Van Vliet: “Dus het klinkt heel hoopvol, maar het is tegelijkertijd ook onmogelijk. En omdat dit verhaal geen einde heeft, mag iedereen zelf bedenken of diegene er het trieste of het hoopvolle einde aan geeft. In zoverre denk ik dat het wel aansluit bij wat er op de plaat en binnen de band gebeurt.”
Lewsberg hangt van nuances aan elkaar. Cynisch zijn ze niet – niet écht – maar een gevoel van hoop is tevens “totaal onbruikbaar”, aldus Van Vliet. Veel blijft bedekt, nog meer wordt weggelaten, maar dat betekent niet dat het alles, of niets, kan betekenen. Van Vliet bewaart afstand in zijn teksten; de band haalt comfort uit relatieve anonimiteit, maar tegelijkertijd luidt punt acht: “In dit huis maken we fouten. In dit huis geven we niet op. De deur staat altijd open.”
Klein: “Wij zoeken niet nadrukkelijk de afstand. We zetten de deur juist open.
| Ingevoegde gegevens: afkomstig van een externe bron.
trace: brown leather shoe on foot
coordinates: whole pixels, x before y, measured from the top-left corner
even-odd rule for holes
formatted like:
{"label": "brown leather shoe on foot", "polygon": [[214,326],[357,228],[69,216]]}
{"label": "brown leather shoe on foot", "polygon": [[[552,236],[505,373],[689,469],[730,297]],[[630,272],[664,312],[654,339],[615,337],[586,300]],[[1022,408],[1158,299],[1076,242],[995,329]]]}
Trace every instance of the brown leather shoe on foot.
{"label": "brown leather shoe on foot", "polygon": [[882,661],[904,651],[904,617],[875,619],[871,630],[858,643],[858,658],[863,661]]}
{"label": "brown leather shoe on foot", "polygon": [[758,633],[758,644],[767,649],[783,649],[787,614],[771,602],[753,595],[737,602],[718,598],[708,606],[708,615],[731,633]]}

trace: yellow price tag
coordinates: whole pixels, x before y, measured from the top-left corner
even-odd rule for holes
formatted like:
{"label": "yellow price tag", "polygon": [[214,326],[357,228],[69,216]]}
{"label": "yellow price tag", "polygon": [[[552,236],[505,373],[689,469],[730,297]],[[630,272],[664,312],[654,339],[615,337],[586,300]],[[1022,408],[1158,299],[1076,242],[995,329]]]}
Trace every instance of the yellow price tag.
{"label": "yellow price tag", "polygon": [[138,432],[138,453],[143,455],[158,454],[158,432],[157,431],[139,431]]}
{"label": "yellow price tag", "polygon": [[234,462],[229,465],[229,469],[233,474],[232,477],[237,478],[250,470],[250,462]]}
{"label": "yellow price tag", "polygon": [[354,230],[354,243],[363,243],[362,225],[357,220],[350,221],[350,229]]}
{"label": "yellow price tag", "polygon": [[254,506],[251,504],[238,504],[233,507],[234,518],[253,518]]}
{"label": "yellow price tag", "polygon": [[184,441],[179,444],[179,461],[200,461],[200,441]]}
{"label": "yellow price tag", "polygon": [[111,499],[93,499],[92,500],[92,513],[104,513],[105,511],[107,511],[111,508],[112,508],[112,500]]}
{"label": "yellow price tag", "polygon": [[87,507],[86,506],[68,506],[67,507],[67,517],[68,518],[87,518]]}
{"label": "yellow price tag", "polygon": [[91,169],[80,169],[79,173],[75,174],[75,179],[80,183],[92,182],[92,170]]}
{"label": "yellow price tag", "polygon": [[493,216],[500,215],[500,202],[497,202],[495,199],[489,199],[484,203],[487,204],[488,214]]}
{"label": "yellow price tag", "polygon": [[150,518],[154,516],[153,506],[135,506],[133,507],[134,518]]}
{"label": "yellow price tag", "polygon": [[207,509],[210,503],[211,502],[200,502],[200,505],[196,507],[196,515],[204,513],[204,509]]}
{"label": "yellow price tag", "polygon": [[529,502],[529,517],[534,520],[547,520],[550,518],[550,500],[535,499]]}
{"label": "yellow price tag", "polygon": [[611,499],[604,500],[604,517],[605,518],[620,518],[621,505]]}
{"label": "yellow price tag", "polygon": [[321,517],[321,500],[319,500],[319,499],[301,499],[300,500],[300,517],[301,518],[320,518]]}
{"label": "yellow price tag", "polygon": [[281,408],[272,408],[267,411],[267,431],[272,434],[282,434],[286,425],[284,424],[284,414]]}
We hebben iets gemaakt, kom maar luisteren.” Lewsberg hoeft niet met de gitaren te zwaaien, over persoonlijke gevoelens te praten of te zingen, een verhaal aan de luisteraar op te dringen. Dan liever een dialoog. “Als je op een natuurlijke manier nader tot elkaar kan komen, zonder dat iemand daarvoor het pushen is, vind ik dat veel boeiender.”
Toenadering op afstand. Met armen open, maar zonder de handen te schudden.
Het album In This House verschijnt op vrijdag 27 maart in eigen beheer.